Tuesday, January 15, 2019

The Joy Of Granddaughters


[“Let Inga Tell You,” La Jolla Light, published January 16, 2019] ©2019

I wrote last week about finding the ideal Christmas gift for Olof:  a slide rule.  I’d like to report that it is being lovingly slid on a daily basis.  Who knew there were so many reasons to calculate a logarithm?

But this Christmas was special for another milestone: For the first time ever,  I finally got to buy a grandchild a pair of earrings, in this case some sapphire-ish studs, her birthstone, to adorn her newly-pieced eight-year-old ears.

My adult life has included two husbands (I’m still married to one of them), two sons, two nephews, and a dog named Winston.  Nary a girl in sight until two lovely young women deigned to marry my sons (truthfully, we thought the ladies could do better) and produced two granddaughters (as well as three grandsons).  

I adore all five more than life itself.  But boys?  Been there, done that.  My sons were never all that interested in lunch and shopping.  And maybe that’s the good news. 

Hours after my first granddaughter’s birth, my fantasies went wild about all the things that we would do. I fervently hoped she would join a long line of proud feminists and enjoy learning about how her great-great, and great-great-greatgrandmothers were passionate suffragists, dedicated to the right of women to vote. 

It was clear to me when my sons were young that boys and girls were very different beings.  We would be at the home of a friend who had only girls, and my sons would be tearing around the house while the daughters were sitting on the floor dressing Barbies.  Clearly annoyed, the friend would say, “Could you please ask your sons to play quietly?”  And I’d think, “Sure, I can ask, but good luck with that.”  It’s not that they couldn’t be controlled or even compelled to sit, but “playing quietly” was an oxymoron.  It didn’t take too long until we pretty much didn’t have friends who only had girls. Not that girls can’t be holy terrors themselves. 

My two granddaughters (my other son produced a daughter 18 months after his brother did) are polar opposites.  Yet when they come together, they bond like long-lost siblings, perhaps because neither has a sister or even female cousin of her own.  Although both are theoretically Californians, I think they regard each other as exotic foreign exchange students,  each marveling at the dramatically different life of the other.

My older granddaughter lives in the uber-competitive world of West L.A.  She and her brothers all play multiple sports (both of their parents did in their youths as well) starting with Soccer Skills class at 18 months. It’s a rare holiday weekend that doesn’t include at least one tournament.

In a galaxy far far away, my younger granddaughter spends her weekends in Santa Cruz hiking public lands (for which they have annual passes) with her older brother and her parents, and invited friends, picking berries with which they make pies or jams when they get home. They raise chickens in the back yard for fresh eggs, and otherwise lead an unfrenetic life of wholesome organic-ness. 

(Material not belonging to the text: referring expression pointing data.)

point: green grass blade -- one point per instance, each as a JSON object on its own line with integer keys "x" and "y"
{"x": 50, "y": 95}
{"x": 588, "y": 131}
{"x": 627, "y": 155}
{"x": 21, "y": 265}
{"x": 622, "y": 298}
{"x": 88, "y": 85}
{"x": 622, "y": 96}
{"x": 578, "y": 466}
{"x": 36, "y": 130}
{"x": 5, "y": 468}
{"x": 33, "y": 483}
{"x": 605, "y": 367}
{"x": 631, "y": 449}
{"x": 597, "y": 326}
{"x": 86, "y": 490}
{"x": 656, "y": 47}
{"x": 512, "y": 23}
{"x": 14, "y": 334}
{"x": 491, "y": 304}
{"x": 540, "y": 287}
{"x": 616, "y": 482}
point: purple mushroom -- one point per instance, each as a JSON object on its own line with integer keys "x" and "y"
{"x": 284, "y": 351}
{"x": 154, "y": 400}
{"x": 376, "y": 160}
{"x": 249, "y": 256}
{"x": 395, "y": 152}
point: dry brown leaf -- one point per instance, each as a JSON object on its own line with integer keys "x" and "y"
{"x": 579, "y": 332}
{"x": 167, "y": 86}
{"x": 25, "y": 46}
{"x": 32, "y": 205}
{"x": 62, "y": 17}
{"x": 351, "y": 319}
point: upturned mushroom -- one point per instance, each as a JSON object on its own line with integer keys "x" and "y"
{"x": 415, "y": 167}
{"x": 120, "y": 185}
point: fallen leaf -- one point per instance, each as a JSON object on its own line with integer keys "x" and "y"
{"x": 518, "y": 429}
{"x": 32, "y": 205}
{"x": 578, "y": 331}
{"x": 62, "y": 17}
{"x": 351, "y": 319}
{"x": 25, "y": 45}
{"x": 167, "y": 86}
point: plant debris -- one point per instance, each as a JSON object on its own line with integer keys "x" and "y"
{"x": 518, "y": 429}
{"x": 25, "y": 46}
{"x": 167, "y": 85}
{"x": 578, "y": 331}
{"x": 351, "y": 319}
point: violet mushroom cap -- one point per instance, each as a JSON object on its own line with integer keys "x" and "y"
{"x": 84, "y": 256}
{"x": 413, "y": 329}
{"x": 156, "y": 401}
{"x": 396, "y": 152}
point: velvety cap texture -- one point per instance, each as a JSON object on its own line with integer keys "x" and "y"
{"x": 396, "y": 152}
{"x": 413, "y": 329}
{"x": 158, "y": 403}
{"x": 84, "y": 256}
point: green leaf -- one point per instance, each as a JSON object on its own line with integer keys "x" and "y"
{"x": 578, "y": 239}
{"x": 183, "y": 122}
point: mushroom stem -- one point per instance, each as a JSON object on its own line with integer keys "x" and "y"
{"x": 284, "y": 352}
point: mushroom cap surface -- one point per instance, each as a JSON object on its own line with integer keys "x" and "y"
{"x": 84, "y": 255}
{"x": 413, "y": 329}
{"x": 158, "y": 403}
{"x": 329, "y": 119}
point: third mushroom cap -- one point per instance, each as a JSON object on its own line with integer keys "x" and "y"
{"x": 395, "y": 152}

When both granddaughters were here in July of 2017 for Olof’s and my joint 70th birthday celebration, I regularly fielded queries from one about the other.  West L.A. granddaughter observed in total astonishment, “Mormor, did you know that Molly doesn’t play a single sport?”  West L.A. granddaughter could not even fathom that there were children who didn’t have assorted athletic bags piled up by the front door.

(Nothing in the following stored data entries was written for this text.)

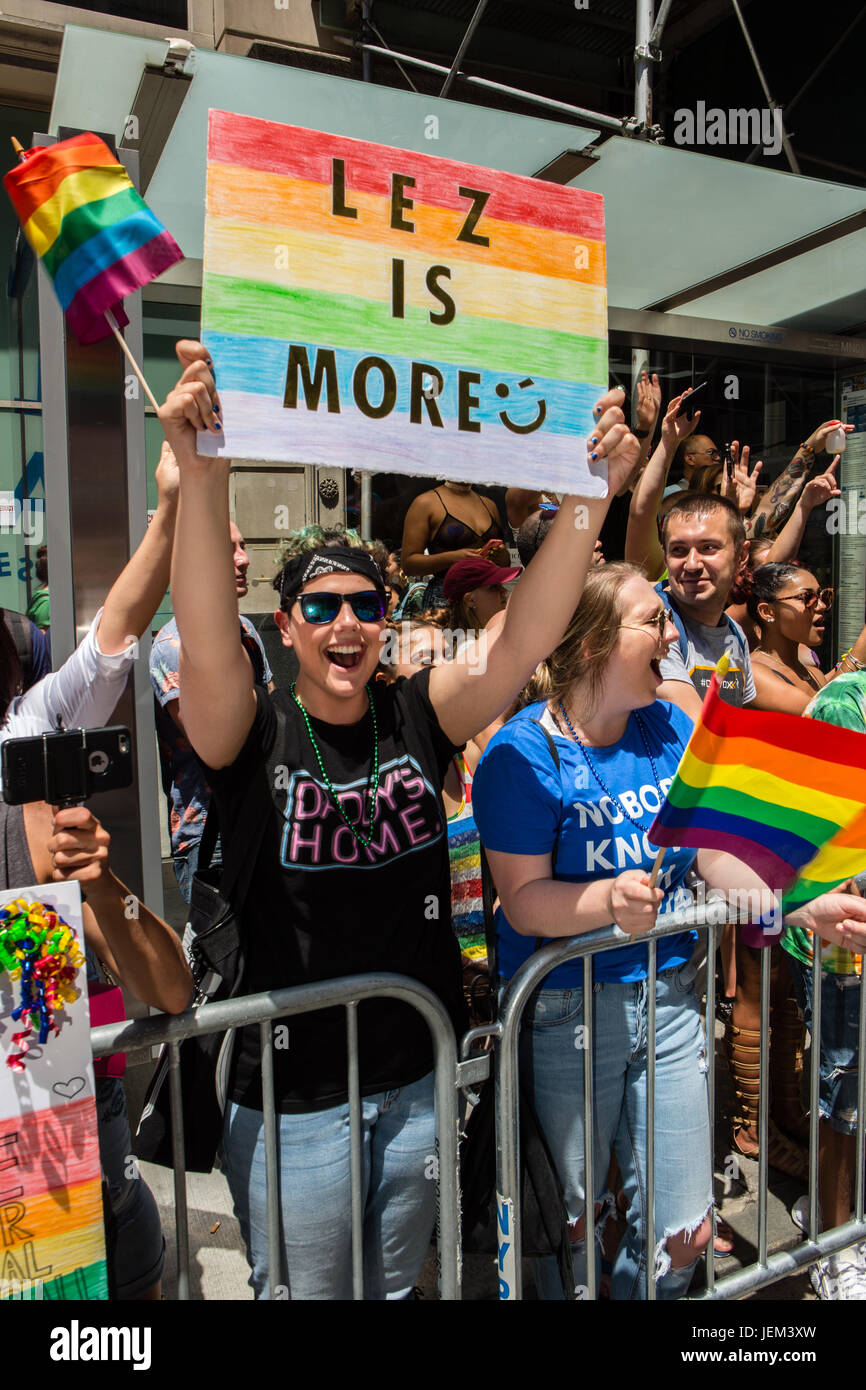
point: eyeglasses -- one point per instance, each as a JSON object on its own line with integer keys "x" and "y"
{"x": 659, "y": 622}
{"x": 369, "y": 606}
{"x": 809, "y": 598}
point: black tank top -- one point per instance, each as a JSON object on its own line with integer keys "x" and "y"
{"x": 453, "y": 534}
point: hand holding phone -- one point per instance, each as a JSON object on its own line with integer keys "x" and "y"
{"x": 66, "y": 767}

Santa Cruz granddaughter was equally puzzled.  “So, you have to go somewhere after school every single day?”  She could not imagine that this would be a chosen life.

One afternoon when all the grandkids were in the pool, Santa Cruz granddaughter announced that she had to go to the bathroom.  So she jumped out of the pool, went behind the nearest semi-camouflaging philodendron, pulled down her suit, went, pulled it back up, and was back in the pool all within a matter of 30 seconds. 

West L.A. granddaughter was dumbstruck.  “Mormor,” she asked me later, “is that allowed?”
 
“Well,” I said, “it sort of depends on who your parents are.  And where you live.”  I explained that in her cousin’s world, she spends a lot of time hiking around park lands where there are not actual bathrooms, so that’s what you do. 

But the young ladies were a solidly united front hawking cherry tomatoes from our plants at our front gate at exorbitant prices to generous passers-by.  Farmer’s markets were a language they both understood.

When I learned that my older granddaughter had recently had her ears pierced, I was thrilled at the opportunity of a first-ever purchase of earrings for a child or grandchild.  I don’t know who got more pleasure from it, me shopping for them or her wearing them.  But it’s a whole new era. And I’m loving it.